Hayter’s script would have held pretty close to Black Widow’s comic book origins, with young orphan Natasha being adopted by Ivan Petrovich, who works in a secret Soviet training facility known as the Red Room. Enrolled by Ivan’s boss Sergei Riskolje in a program to train girls as super-soldiers, Natasha becomes a prized pupil, and even undergoes a risky medical procedure that “recreates the reflex-response of certain insect joints,” essentially giving her superpowers. She rebels against her adopted father for allowing the procedure happen, and forms a relationship with Alexei, a trainee in another program. With the collapse of the Soviet Union, Sergei goes rogue rather than shut down the program, and has Alexei kill the other trainees, including Natashas’s best friend Natalia, and (seemingly) Ivan.
Natasha steals the experimental “Widow suit” and escapes to the United States. Once there, she becomes a gardener, partnering with a man named Freddy and sharing an apartment with a roommate named Stevie Hunter. Her past comes back to haunt her, however, as Alexei shows up to hunt her down (Stevie is killed). Freddy, it turns out, is an undercover CIA operative who puts Natasha into contact with another agent named Anton, who informs her there’s a $10 million bounty on her head. In the time that Natasha has been living in the United States, Sergei has become a warlord in Russia and has restarted the training program, training little girls to become super-soldiers (he needs to capture Natasha so he can learn how to replicate the procedure that gave her her powers).
Ultimately, Natasha returns to the Red Room to take care of all her loose ends. Along the way, people are killed (Freddy), people are revealed to not have actually died (Freddy, Ivan) and people betray Natasha (Freddy, Anton). She gets her revenge in the end, as she uses her superpowers and her advanced Widow suit to take out all the bad guys, and nuke the Red Room (after first escaping with the young trainees, of course).
It ends with Natasha agreeing to work for the CIA, so the film was set up for sequels (with the young trainees as her supporting cast, I suppose).

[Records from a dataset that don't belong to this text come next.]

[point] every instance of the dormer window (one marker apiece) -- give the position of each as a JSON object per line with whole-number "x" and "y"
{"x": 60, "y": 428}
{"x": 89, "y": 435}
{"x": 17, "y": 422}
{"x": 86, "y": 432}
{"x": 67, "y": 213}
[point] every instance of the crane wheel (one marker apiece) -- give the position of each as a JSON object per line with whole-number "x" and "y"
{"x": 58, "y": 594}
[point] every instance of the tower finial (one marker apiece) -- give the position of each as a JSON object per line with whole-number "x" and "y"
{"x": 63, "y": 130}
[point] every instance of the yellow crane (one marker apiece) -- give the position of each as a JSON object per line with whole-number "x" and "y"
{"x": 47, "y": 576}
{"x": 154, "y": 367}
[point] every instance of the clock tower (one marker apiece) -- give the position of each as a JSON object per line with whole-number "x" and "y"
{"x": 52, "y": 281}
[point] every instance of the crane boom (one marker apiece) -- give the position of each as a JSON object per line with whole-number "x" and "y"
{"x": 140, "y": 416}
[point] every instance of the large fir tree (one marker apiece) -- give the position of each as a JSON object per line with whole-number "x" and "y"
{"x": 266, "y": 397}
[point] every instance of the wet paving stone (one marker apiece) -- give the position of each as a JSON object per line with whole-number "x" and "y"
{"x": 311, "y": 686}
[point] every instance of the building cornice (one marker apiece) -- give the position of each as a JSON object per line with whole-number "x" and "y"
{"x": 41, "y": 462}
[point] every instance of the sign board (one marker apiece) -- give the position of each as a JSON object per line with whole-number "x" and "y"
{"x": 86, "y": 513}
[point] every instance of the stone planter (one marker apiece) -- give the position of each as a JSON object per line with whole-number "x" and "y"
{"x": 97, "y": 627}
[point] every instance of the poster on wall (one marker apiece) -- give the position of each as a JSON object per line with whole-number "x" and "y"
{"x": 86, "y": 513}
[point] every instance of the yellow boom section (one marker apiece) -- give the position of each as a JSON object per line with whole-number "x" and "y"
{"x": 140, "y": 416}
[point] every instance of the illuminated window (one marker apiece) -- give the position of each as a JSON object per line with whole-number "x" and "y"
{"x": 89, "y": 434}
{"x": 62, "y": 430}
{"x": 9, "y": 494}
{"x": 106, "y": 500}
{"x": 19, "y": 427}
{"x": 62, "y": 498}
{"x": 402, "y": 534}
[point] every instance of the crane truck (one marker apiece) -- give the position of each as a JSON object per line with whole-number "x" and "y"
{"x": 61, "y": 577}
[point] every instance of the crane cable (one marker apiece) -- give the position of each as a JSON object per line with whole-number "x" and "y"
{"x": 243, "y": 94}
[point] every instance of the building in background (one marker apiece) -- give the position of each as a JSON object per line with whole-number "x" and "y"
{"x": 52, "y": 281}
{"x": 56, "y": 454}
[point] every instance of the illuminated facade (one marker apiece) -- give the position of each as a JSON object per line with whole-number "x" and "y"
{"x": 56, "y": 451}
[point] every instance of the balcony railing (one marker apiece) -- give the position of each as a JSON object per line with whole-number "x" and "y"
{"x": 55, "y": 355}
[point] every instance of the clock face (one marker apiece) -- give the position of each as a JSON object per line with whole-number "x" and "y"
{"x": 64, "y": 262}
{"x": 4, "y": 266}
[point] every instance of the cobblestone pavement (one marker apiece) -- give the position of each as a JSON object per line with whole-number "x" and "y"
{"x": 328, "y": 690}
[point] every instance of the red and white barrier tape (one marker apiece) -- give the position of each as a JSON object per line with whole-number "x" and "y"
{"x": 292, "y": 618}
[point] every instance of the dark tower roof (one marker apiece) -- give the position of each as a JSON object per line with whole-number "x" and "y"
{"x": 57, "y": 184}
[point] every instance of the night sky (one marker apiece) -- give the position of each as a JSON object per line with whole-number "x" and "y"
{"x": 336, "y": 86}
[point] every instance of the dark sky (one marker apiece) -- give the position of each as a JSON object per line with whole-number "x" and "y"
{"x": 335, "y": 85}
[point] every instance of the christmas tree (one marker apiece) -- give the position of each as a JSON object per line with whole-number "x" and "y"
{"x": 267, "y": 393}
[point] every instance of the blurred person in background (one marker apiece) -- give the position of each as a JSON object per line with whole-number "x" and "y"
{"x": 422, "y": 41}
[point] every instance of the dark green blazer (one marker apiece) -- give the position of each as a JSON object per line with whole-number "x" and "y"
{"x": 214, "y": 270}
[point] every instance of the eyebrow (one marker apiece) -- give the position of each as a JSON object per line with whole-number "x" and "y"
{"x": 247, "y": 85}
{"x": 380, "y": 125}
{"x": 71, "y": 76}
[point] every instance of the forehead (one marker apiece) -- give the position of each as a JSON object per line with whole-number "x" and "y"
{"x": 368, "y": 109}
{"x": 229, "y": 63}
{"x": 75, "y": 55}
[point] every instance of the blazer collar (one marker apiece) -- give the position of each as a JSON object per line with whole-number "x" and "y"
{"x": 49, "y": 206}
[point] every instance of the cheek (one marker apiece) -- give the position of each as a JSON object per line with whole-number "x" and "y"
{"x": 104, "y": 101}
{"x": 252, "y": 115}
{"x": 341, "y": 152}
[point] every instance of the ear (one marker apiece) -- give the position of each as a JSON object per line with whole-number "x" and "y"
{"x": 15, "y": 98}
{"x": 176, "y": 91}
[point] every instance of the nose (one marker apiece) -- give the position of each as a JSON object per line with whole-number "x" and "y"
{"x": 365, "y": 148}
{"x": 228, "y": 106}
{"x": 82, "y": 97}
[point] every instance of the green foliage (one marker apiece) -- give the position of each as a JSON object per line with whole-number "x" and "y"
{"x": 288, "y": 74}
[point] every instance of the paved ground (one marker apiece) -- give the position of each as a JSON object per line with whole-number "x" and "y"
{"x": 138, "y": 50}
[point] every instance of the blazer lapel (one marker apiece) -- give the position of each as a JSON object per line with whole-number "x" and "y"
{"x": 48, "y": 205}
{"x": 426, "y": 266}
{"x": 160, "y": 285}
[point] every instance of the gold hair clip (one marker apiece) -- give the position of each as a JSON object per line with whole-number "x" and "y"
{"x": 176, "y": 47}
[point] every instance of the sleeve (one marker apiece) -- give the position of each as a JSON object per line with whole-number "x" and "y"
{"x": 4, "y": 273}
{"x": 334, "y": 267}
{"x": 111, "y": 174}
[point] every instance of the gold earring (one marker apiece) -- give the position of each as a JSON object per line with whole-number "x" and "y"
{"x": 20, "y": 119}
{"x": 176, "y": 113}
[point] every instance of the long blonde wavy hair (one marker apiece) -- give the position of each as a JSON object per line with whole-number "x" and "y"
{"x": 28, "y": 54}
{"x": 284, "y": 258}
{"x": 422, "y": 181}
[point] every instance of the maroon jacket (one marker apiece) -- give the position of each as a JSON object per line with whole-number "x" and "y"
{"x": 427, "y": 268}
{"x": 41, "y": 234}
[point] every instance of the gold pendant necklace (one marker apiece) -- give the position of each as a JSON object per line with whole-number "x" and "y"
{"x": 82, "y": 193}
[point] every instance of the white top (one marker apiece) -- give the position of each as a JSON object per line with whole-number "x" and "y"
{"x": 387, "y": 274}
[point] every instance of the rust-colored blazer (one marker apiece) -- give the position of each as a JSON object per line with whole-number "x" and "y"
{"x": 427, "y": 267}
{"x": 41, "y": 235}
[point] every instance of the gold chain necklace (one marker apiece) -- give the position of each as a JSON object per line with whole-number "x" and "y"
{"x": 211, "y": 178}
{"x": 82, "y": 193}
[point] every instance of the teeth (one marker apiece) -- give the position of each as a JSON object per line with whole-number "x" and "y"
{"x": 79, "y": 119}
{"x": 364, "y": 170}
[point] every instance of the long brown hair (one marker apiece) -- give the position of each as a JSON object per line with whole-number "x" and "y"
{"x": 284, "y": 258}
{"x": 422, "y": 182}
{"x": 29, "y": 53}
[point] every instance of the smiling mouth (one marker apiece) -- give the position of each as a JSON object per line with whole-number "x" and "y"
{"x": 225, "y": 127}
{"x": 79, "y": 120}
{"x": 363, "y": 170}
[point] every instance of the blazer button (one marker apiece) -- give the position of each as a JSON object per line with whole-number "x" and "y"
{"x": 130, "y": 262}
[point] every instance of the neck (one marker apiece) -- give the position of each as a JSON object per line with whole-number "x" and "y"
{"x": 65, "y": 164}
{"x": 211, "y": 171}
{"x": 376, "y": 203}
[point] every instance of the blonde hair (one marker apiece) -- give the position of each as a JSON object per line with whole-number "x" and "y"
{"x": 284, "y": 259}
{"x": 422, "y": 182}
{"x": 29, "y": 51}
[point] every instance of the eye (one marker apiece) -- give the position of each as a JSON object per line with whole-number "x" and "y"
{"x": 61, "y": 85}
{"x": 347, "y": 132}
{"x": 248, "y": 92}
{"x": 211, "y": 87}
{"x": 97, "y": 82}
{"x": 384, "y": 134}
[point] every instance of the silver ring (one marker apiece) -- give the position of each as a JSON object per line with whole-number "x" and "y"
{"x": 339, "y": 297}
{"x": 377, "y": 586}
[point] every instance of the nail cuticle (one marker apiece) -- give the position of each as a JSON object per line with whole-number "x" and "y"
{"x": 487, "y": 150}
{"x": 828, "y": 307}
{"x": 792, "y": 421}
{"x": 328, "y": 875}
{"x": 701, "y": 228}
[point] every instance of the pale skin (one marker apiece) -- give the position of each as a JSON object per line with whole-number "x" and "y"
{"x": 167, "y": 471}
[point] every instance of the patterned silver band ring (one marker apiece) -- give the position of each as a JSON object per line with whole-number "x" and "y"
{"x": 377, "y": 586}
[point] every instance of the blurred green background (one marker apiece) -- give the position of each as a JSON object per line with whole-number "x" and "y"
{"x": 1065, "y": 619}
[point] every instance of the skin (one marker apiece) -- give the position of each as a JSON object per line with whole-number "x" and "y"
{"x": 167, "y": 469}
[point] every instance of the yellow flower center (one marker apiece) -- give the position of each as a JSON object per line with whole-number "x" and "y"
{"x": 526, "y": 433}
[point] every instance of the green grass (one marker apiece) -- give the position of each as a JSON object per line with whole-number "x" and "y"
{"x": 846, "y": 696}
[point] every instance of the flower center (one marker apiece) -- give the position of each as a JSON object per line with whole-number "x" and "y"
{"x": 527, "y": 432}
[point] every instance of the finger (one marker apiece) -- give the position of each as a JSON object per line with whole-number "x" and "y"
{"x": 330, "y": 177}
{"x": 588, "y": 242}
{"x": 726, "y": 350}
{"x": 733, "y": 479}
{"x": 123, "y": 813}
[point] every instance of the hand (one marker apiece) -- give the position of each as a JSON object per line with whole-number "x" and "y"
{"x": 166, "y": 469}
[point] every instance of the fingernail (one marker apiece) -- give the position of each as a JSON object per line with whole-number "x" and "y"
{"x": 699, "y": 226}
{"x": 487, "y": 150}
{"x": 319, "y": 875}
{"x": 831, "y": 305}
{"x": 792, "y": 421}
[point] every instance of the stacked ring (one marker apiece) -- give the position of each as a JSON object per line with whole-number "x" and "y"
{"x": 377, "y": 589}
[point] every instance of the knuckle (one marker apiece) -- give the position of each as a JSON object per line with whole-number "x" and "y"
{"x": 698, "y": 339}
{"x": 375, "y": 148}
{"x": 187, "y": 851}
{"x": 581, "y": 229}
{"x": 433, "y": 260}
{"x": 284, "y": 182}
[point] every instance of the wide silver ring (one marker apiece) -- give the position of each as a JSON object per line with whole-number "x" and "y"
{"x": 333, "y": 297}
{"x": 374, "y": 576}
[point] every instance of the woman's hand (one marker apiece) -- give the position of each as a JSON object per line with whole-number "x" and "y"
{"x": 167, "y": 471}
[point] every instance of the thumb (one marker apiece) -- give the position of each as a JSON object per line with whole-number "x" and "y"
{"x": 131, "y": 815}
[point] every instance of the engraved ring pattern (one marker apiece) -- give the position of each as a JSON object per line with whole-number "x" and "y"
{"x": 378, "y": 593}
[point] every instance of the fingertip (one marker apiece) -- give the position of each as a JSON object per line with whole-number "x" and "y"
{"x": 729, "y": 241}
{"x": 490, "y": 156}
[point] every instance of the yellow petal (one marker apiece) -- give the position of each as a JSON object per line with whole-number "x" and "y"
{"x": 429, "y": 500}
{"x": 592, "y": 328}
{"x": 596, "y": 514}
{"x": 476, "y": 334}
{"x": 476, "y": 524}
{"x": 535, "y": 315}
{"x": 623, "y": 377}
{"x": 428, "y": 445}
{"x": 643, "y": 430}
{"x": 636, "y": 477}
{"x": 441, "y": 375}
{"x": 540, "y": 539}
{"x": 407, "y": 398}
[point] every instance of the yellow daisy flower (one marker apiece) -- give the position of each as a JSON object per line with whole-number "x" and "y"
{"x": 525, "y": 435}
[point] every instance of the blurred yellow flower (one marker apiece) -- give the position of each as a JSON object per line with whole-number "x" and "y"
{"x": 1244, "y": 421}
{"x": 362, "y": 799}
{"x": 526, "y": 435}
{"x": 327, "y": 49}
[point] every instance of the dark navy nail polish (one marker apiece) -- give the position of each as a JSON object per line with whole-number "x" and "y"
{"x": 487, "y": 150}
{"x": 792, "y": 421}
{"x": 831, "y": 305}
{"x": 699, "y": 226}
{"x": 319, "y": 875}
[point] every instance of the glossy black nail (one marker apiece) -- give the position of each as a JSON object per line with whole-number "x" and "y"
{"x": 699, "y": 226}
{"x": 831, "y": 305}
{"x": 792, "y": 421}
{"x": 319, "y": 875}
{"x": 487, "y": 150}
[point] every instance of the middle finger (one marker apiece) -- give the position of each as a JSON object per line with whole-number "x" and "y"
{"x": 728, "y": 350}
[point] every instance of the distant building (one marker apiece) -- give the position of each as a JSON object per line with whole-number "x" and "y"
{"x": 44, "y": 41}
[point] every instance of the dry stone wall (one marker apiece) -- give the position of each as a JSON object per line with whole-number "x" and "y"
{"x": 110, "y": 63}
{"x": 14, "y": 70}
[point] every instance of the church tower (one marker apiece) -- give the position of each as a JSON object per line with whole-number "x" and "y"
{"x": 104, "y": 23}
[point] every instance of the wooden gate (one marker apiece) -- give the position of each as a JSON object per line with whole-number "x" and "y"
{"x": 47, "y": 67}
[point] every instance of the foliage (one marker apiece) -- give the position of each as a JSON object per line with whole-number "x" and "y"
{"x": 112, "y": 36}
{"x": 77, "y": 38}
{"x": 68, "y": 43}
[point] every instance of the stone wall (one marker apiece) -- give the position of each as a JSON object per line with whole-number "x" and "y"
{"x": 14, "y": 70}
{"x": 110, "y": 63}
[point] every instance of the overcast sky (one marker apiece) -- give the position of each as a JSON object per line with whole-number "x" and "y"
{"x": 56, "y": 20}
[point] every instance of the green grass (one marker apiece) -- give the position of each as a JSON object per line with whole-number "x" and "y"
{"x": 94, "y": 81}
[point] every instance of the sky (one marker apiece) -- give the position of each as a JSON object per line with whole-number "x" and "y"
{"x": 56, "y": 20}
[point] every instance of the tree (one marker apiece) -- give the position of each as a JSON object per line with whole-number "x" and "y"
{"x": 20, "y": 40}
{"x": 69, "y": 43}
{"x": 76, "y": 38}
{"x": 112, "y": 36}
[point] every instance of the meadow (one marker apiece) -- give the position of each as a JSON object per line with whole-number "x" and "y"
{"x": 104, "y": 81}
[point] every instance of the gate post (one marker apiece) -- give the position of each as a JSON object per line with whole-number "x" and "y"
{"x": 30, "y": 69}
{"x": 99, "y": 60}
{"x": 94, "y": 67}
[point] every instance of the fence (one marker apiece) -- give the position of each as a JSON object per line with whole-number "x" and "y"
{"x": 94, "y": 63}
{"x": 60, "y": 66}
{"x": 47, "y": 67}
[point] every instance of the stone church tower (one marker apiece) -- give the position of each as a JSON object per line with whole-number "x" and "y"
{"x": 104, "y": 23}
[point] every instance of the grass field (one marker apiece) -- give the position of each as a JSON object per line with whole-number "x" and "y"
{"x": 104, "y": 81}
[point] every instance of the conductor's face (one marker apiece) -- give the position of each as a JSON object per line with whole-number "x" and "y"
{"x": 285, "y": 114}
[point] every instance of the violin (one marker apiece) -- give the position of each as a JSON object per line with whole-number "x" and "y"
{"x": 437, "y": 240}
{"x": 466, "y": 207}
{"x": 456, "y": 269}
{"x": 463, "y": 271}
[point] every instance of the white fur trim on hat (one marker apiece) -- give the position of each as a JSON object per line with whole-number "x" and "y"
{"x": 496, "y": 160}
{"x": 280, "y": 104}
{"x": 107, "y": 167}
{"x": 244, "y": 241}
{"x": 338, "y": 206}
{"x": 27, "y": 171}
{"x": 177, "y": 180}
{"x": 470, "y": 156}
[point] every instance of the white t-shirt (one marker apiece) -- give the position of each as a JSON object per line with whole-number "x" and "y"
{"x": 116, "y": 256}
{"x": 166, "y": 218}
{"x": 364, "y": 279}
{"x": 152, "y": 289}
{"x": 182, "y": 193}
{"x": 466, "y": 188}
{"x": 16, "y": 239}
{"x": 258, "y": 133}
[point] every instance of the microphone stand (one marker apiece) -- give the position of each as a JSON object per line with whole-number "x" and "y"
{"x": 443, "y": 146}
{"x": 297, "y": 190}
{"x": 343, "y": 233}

Let that sink in for a moment. A little bit The Bourne Identity and a little bit Salt. Come to think of it, one could fairly easily tweak that script to springboard off the events of The Winter Soldier, with Natasha working backward to find out who ultimately set her up in a taut spy thriller with a bit of her murky origin story thrown in.

To drive home the point, check out this pretty slick fan-made trailer for a Black Widow movie:

(Courtesy: egoscsajszy)

I don't know about you guys, but I'd watch the hell out of that movie.